Syrian lawyer and politician (born 1997)

Muhedi Issa (مهيد سيف الدين عيسى; born 1997) is a Syrian lawyer and politician who has served as a member of the People's Assembly for the constituency of Mount Simeon since October 2025. Before entering parliament, he was active in the Syrian revolutionary movement in Aleppo and fought in many battles during the Syrian civil war.

==Biography==
Born in Aleppo in 1997.
He holds a law degree from Hasan Kalyoncu Üniversitesi in Gaziantep, Turkey.

He works as a lawyer and manager of companies specializing in the construction and oil trade.

After the Syrian revolution, he lost his father, Saif al-Din Issa, who was the commander of the "Turkmen Swords Battalion" and was killed in battles against regime forces on September 20, 2012.

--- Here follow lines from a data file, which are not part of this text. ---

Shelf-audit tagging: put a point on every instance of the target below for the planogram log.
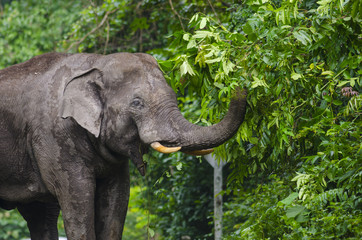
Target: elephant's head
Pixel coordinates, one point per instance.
(125, 102)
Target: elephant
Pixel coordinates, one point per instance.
(70, 123)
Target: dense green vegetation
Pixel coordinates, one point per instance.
(295, 165)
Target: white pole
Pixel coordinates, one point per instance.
(218, 213)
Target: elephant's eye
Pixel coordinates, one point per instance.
(137, 103)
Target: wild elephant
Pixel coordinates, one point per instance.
(69, 123)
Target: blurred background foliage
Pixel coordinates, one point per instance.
(294, 167)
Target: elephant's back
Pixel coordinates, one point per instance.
(36, 65)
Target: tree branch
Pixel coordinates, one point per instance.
(213, 9)
(176, 13)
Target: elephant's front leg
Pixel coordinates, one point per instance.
(112, 196)
(77, 205)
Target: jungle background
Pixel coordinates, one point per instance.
(294, 167)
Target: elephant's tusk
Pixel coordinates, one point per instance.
(162, 149)
(200, 152)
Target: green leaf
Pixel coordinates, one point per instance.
(185, 68)
(296, 76)
(294, 211)
(302, 37)
(203, 23)
(288, 200)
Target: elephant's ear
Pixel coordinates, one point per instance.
(82, 100)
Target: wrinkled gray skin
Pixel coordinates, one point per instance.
(69, 124)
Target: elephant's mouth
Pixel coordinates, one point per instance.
(164, 147)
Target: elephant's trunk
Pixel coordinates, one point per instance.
(199, 137)
(199, 140)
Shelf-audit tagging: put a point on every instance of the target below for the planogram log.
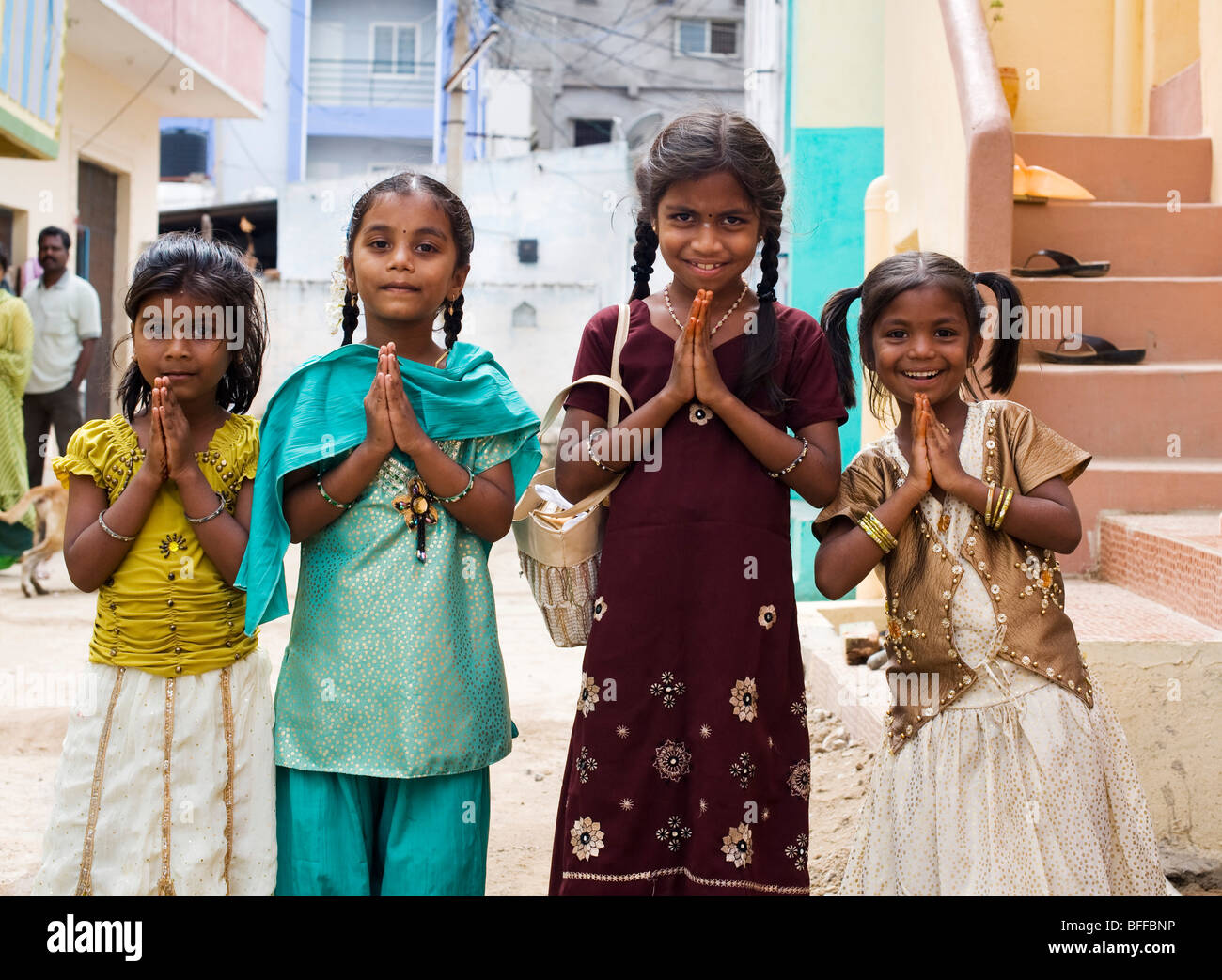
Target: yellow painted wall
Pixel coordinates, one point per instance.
(924, 148)
(834, 84)
(1063, 55)
(44, 192)
(1088, 66)
(1172, 37)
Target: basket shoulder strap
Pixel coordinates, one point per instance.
(621, 334)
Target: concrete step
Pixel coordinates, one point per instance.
(1148, 484)
(1128, 410)
(1122, 635)
(1125, 167)
(1173, 318)
(1137, 240)
(1172, 558)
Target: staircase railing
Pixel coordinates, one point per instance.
(989, 136)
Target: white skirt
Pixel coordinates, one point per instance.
(1031, 794)
(166, 787)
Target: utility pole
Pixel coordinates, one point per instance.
(456, 117)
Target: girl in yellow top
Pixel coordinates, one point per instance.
(166, 787)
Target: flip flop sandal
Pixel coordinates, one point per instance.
(1092, 350)
(1066, 265)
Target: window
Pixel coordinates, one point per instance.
(392, 48)
(587, 131)
(705, 37)
(525, 317)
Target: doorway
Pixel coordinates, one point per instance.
(97, 192)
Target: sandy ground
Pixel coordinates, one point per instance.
(44, 642)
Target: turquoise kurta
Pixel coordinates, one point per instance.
(394, 666)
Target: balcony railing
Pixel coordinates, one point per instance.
(357, 82)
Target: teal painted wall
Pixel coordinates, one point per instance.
(830, 171)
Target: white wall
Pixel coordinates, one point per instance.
(574, 202)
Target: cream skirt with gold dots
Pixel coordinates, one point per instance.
(166, 786)
(1014, 788)
(1035, 794)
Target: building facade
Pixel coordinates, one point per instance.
(82, 97)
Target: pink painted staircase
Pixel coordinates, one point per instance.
(1153, 428)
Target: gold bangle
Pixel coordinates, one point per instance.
(802, 456)
(878, 533)
(331, 500)
(1002, 508)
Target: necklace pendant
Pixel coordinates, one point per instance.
(418, 512)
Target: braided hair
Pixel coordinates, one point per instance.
(911, 271)
(212, 273)
(406, 185)
(696, 146)
(643, 257)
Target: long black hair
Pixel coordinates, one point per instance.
(212, 273)
(696, 146)
(909, 271)
(406, 185)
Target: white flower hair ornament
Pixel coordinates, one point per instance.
(335, 302)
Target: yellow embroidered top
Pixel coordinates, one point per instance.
(165, 610)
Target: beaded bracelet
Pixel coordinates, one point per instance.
(220, 506)
(331, 500)
(806, 447)
(879, 533)
(114, 534)
(471, 483)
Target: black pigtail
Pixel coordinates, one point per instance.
(351, 316)
(453, 320)
(762, 349)
(643, 258)
(835, 322)
(1002, 363)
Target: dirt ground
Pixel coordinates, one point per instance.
(45, 638)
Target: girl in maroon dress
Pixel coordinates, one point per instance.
(689, 767)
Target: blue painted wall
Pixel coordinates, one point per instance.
(831, 169)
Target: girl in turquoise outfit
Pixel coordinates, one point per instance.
(396, 463)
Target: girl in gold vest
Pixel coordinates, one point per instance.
(1006, 770)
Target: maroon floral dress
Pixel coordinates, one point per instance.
(689, 767)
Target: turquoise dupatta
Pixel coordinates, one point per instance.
(319, 412)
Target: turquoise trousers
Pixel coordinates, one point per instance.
(365, 834)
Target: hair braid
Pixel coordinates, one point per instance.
(643, 256)
(761, 354)
(351, 316)
(769, 264)
(452, 318)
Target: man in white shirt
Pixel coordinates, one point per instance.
(68, 324)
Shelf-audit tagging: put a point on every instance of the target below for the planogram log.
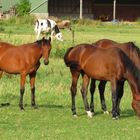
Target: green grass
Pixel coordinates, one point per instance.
(53, 118)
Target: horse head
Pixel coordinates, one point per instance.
(46, 48)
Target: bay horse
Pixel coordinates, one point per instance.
(24, 60)
(44, 26)
(133, 52)
(102, 64)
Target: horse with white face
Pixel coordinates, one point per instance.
(44, 26)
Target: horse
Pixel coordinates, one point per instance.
(110, 64)
(44, 26)
(133, 52)
(24, 60)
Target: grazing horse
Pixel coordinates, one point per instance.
(102, 64)
(43, 26)
(132, 52)
(24, 60)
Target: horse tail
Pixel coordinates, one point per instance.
(70, 63)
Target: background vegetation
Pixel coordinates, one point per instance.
(53, 119)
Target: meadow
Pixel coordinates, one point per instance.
(53, 119)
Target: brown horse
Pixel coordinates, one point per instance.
(102, 64)
(24, 60)
(132, 52)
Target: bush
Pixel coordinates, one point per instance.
(23, 7)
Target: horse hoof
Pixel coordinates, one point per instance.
(75, 116)
(90, 114)
(106, 112)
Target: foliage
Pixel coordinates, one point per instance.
(23, 7)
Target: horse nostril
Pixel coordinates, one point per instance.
(46, 62)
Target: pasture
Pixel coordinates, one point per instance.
(53, 119)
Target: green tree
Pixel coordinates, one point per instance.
(23, 7)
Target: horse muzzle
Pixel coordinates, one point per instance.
(46, 62)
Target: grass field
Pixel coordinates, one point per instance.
(53, 119)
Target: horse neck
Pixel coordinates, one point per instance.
(135, 56)
(56, 29)
(133, 77)
(36, 49)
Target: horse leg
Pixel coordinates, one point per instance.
(120, 92)
(114, 99)
(92, 90)
(22, 89)
(75, 77)
(84, 93)
(101, 88)
(32, 85)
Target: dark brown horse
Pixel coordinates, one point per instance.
(24, 60)
(102, 64)
(132, 52)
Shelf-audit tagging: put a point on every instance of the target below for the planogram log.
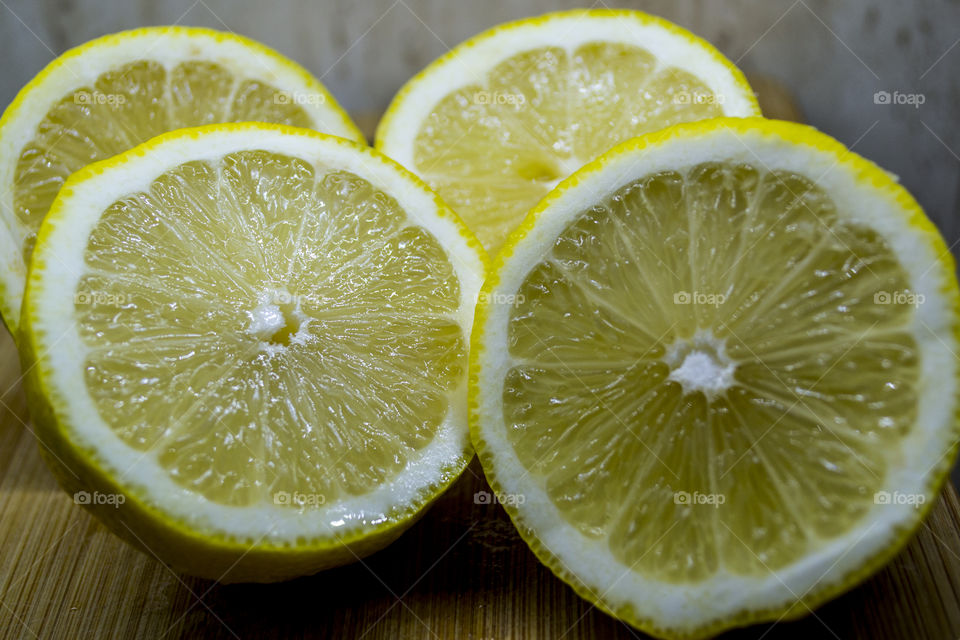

He began his activity in the Syrian revolution in 2014, as he participated in several operations rooms and battles within the Sultan Murad Division faction.

Following the fall of the Assad regime, Issa contested the 2025 Syrian parliamentary election in the Mount Simeon constituency and was elected to the People's Assembly in October 2025.